Pascal considère que rien n'arrive pour rien: «Je regrette d'avoir fait souffrir celle que j'aime, mais cette histoire a fait que je suis une meilleure personne aujourd'hui. Ça m'a permis d'apprendre à m'ouvrir et à communiquer. Ça vaut la peine de persévérer et de passer par-dessus les pires tempêtes lorsqu'on a la chance d'être avec une personne qu'on aime...»
Pascal et Mylène n'ont pas mis leur entourage au courant de cet épisode de leur vécu, convaincus que les gens auraient jugé Pascal sévèrement et encouragé Mylène à le quitter. «Pascal n'est pas un monstre d'égoïsme ni un salaud. Il a connu un moment de faiblesse. Il n'a jamais cessé de m'aimer et, depuis qu'on est passés par-dessus cette histoire, nous vivons une ascension de bonheur. Ça valait vraiment la peine de lui pardonner.»
Infidélité: discrétion recommandée
L'infidélité compte parmi les premières causes de séparation chez les couples québécois. Malgré tout, certains parviennent à surmonter l'épreuve. Cependant, très peu d'entre eux souhaitent en parler à leur entourage. C'est pourquoi le couple qui a accepté de témoigner pour notre reportage est resté anonyme.
Selon le sexologue François St-Père, la discrétion est effectivement souhaitable: «Raconter à son entourage qu'on a trompé ou qu'on a été trompé risque de causer de nombreux préjudices, car c'est une situation qui heurte forcément les valeurs. Il s'installe alors un malaise généralisé.»
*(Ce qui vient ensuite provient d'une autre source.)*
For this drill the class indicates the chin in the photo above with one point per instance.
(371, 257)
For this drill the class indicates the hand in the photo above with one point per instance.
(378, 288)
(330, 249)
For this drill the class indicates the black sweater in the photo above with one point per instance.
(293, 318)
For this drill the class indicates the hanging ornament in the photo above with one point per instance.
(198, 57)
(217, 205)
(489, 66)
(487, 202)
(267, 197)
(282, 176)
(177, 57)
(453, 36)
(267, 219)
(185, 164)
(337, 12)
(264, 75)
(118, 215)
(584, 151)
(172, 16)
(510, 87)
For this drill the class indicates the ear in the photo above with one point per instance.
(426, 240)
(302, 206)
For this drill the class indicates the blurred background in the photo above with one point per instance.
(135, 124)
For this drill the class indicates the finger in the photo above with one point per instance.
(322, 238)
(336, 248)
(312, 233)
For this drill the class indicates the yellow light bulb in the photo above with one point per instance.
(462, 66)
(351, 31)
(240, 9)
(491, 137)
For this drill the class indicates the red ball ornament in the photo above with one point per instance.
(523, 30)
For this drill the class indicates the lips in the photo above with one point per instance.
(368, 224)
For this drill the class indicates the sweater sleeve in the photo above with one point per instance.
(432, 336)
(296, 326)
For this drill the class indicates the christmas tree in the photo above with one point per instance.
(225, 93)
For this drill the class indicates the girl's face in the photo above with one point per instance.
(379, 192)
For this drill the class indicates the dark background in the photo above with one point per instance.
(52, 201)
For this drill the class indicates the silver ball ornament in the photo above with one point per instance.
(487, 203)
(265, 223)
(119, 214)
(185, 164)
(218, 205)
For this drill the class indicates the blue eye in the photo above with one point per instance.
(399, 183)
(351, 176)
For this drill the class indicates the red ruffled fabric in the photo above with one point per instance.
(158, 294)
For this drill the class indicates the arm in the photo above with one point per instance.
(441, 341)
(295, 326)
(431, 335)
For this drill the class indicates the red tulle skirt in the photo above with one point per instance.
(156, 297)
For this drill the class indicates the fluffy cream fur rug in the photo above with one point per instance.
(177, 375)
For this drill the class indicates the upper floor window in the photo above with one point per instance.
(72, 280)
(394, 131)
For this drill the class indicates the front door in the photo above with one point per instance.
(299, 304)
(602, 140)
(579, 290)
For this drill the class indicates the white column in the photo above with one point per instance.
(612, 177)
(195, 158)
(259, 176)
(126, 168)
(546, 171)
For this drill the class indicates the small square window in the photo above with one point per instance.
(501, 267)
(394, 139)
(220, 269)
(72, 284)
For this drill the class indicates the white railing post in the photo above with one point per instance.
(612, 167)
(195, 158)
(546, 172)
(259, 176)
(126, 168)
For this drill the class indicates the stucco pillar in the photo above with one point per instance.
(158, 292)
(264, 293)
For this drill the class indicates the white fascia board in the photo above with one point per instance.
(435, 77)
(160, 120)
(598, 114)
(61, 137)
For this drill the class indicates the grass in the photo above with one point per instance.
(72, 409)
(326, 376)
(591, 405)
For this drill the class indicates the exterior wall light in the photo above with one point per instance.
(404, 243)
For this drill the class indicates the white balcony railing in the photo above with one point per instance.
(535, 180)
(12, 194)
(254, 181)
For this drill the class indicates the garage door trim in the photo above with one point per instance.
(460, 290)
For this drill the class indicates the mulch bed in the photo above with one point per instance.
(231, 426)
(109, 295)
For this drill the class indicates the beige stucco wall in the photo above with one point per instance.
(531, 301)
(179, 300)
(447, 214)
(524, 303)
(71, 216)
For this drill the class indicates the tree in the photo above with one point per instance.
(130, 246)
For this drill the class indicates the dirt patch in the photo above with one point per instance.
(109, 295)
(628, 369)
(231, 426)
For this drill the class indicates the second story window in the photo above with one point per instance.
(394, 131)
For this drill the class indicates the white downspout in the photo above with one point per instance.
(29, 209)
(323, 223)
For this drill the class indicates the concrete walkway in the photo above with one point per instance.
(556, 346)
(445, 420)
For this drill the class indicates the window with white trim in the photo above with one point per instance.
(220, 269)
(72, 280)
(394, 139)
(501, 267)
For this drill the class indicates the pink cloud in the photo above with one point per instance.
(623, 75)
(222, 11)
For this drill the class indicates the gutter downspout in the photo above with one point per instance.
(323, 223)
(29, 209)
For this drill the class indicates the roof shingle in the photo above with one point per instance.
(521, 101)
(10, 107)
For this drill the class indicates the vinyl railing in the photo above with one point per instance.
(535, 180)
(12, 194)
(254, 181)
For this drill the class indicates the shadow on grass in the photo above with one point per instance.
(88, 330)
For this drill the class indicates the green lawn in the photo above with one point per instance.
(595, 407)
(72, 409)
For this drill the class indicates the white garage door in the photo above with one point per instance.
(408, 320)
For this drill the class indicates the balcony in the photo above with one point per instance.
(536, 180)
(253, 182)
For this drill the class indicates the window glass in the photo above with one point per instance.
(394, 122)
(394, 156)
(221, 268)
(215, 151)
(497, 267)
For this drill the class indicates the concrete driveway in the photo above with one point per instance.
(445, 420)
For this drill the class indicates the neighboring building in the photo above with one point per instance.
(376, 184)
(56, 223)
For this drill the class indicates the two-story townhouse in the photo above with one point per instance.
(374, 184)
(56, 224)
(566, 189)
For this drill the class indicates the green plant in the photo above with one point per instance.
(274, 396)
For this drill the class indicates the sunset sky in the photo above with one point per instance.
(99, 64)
Le sexologue explique que les proches auront tendance à éprouver de la colère et du dégoût face au trompeur, tout en jugeant la personne trompée qui a choisi de pardonner à son conjoint. Certains vont tenter de s'ingérer en donnant des conseils, mais souvent ils n'ont ni le recul ni l'objectivité pour le faire. Plusieurs vont souhaiter la fin de cette relation, ce qui n'est pas sans conséquences chez le couple en question.
François St-Père croit toutefois qu'il est sain de pouvoir se confier lorsqu'on vit une telle situation. Il conseille toutefois de bien choisir le confident, c'est-à-dire un proche qui aura la capacité de se montrer objectif et qui ne portera pas de jugement, en plus d'être capable de garder le secret.